It’s no secret that the IB program is difficult, but it’s not just the academic aspect. What many students struggle to do, is to manage their time between work and play. To see if we could get insight on the topic, we sat down with Secondary School Principal, Jonathan Cain.
After discussing the matter with Mr. Cain, we identified that two important skills are needed to successfully complete the IB: self-management and organisational skills. He indicated that in the 21st century, it is a lot easier for social life to get in the way of academic life. With technology always easily accessible to us, common things such as social media can quickly become a distraction. However, it is important to make sure that students prioritize their work before entertainment.
Cain states that the expectations are very simple. As students, we are required to follow the handbook policies and do the work that is given to us. “Just because you don’t have work, doesn’t mean you should be doing nothing,” he says. “In the IB, you always have work to do.”
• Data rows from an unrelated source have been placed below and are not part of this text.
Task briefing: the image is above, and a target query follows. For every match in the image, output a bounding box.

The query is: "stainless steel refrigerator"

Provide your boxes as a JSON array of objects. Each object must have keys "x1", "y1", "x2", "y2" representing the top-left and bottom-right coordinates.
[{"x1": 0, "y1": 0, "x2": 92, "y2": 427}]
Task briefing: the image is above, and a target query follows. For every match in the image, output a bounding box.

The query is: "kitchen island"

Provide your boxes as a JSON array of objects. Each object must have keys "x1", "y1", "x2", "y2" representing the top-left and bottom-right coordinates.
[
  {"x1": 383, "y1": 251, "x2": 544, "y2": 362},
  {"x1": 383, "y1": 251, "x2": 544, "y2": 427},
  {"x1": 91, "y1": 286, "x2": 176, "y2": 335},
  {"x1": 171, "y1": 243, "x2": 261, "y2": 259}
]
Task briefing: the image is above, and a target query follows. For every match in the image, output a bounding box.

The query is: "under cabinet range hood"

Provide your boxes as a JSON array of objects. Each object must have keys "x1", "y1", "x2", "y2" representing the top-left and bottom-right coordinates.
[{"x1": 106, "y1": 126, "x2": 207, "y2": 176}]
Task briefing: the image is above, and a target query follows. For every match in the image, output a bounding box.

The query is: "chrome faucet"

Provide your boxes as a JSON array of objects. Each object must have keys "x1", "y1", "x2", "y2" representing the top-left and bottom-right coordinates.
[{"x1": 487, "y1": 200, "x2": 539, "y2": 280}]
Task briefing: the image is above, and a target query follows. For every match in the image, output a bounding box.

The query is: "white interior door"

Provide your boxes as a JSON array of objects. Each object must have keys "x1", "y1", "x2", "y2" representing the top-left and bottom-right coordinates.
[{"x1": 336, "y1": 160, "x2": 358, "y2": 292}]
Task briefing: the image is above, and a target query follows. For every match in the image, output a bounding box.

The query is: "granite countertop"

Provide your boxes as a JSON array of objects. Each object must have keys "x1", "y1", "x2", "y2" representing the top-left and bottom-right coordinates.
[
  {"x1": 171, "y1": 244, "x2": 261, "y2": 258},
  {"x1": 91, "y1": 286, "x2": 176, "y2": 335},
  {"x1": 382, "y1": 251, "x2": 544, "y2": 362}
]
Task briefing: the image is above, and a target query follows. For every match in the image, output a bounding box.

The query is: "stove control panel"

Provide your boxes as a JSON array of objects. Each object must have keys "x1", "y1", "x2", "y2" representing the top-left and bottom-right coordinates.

This is where it gets complicated. If we always have work to do, how can we have an active social life?
This seems to be a common fear among teenagers completing the International Baccalaureate program. In fact, there’s even a website dedicated to these types of questions: www.ibsurvival.com. In one of the threads on the site, user Cynthia states, “If being in IB means that you can’t have friends or date, then you’re doing something wrong. It’s all about time management; if you start your EE two days before it’s due you won’t have much time for asocial life, but if you’ve actually organised your time well you can sit back and relax while others are panicking.”
Cain echoes this sentiment, saying “there’s a way to balance social and academic, [but] I think what gets in the way are other things, like social media.” The principal believes that when students are spending their time online, on social media, and on apps such as Snapchat, it is not actually being social, and should be considered ‘alone time.’ However, when students join athletics and school activities, it prepares us for the outside world.
This ties in closely to the topic of the IB learner profile, and what type of student and person we should become because of the program. We should be inquirers, knowledgeable, thinkers, communicators, principled, open-minded, caring, risk-takers, balanced and reflective. Mr. Cain points out that these profiles are ideals–that it’s impossible to be perfect in all of them. He says if we find something we’re good at and passionate about that we will hit those attributes without too much extra work, leaving time for socializing with friends.
Manage your time, stay organized, and stay off (well, limit) social media. This is, of course, easier said than done; but then again, this is IB.
Thank you, Mr. Cain for talking to The Bite. We appreciate your time!